Vinyl chloride monomer (VCM) is an important industrial chemical used almost exclusively to produce polyvinyl chloride (PVC) resins; therefore, VCM follows the PVC market trend very closely. The vinyls chain—ethylene dichloride (EDC), vinyl chloride monomer (VCM), and polyvinyl chloride (PVC)—is a key component of the global petrochemical and thermoplastics sectors.
VCM production is based mainly on the ethylene feedstock route, except in China, where the acetylene-based capacity dominates. In the ethylene process, EDC is produced by direct chlorination from chlorine and ethylene and is, in turn, cracked to produce VCM. The manufacture of VCM also results in the release of by-product hydrogen chloride, which is typically recycled to produce EDC by oxychlorination with additional ethylene. VCM is then polymerized to produce PVC. In the acetylene process, however, no EDC is involved; instead, VCM is produced directly from acetylene, which in turn is produced from coal-based calcium carbide.

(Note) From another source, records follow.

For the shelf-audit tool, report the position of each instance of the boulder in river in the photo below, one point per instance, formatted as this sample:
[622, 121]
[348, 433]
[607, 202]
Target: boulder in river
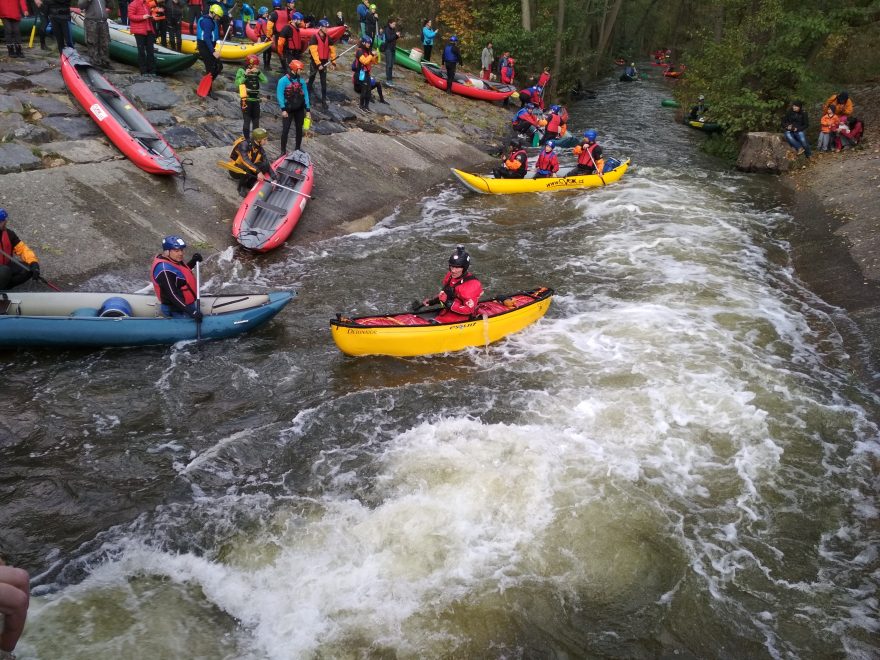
[765, 153]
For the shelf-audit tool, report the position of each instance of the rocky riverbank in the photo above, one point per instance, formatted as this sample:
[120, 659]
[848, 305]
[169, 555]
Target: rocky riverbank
[836, 241]
[86, 210]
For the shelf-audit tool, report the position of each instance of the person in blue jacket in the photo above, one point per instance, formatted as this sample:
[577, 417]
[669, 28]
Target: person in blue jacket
[207, 35]
[293, 99]
[428, 35]
[451, 59]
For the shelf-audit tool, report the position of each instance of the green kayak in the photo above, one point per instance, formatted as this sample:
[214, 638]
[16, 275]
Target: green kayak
[401, 57]
[167, 61]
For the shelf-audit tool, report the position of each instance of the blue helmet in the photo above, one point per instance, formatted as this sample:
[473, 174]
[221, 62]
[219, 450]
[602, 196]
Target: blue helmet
[173, 243]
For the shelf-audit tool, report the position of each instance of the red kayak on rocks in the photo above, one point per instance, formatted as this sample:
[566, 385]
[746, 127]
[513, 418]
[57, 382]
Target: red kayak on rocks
[123, 124]
[272, 209]
[437, 77]
[334, 33]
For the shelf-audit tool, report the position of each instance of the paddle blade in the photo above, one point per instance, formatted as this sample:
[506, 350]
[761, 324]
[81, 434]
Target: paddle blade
[205, 85]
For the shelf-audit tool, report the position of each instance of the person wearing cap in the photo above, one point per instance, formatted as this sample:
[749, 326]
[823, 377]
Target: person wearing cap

China is now the only country with major acetylene-based VCM/PVC facilities, but because of the scale of the Chinese vinyls industry and its large coal resources, the acetylene route still accounts for a significant portion of total global VCM/PVC production capacity.
During the last five years, VCM capacity grew at 0.6% annually, increasing from about 53.5 million metric tons in 2013 to 55.0 million metric tons in 2018. Northeast Asia dominated global VCM capacity expansion, accounting for nearly half of the new capacity brought onstream over the last five years; in 2018, the region accounted for nearly 55% of global VCM capacity. Northeast Asia will continue to be largest player in the VCM market over the next five years, as the region plans to add nearly 2.6 million metric tons of new VCM capacity during the forecast period; the majority (94%) of this expansion will take place in China. The largest expansions in the region will come from Cangzhou Julong, Qingdao Haiwan, and Yantai Wanhua, each of which is expected to add 400,000 metric tons or more by 2023. Overall, global VCM capacity is projected to grow at an average of 2.0% per year, reaching nearly 60.9 million metric tons by the end of the forecast period.
VCM consumption is highly dependent on the PVC market, since over 99% of the world's VCM demand is consumed for PVC production. Demand for PVC is closely aligned with the economic development growth of a country. The construction industry is a significant demand driver, because PVC pipes, fittings, siding, and wire and cable are some of the basic requirements for building most infrastructure. Northeast Asia is also largest global consumer of VCM, with China driving the region, contributing 41% of total global VCM consumption in 2018. North America is the second-largest market, with the United States accounting for 16% of global consumption; Western Europe follows as the next-largest market with 11% of global VCM demand in 2018. Northeast Asia is anticipated to continue the trend and remain the largest regional market for VCM and PVC, led by China as the primary demand driver for the foreseeable future.
VCM trade is challenging because of logistics, as VCM is a gas that needs to be shipped and stored liquefied under pressure, requiring expensive LPG ships for its transportation. In 2018, around 3.2 million metric tons of VCM were traded globally, representing about 7% of the total market; volumes have increased at 2.0% per year on average since 2013. North America is the largest exporter of VCM, accounting for about 42% of global exports in 2018. The low price for energy is one of the biggest advantages North America has relative to the rest of the world; the lower feedstock cost has helped US vinyl producers maintain a competitive cost advantage. Northeast Asia is the second-largest VCM exporter; the majority of trade is interregional (to China), with Japan and Taiwan dominating over 96% of the region's total. The Middle East is also an important source of the world's VCM export supply, with the advantage of low-cost production located near major markets. The major importers are China, India, and Southeast Asia. Over the next five years, global VCM trade is projected to decline by 0.7% per year, as the trend moves toward a greater integration of assets.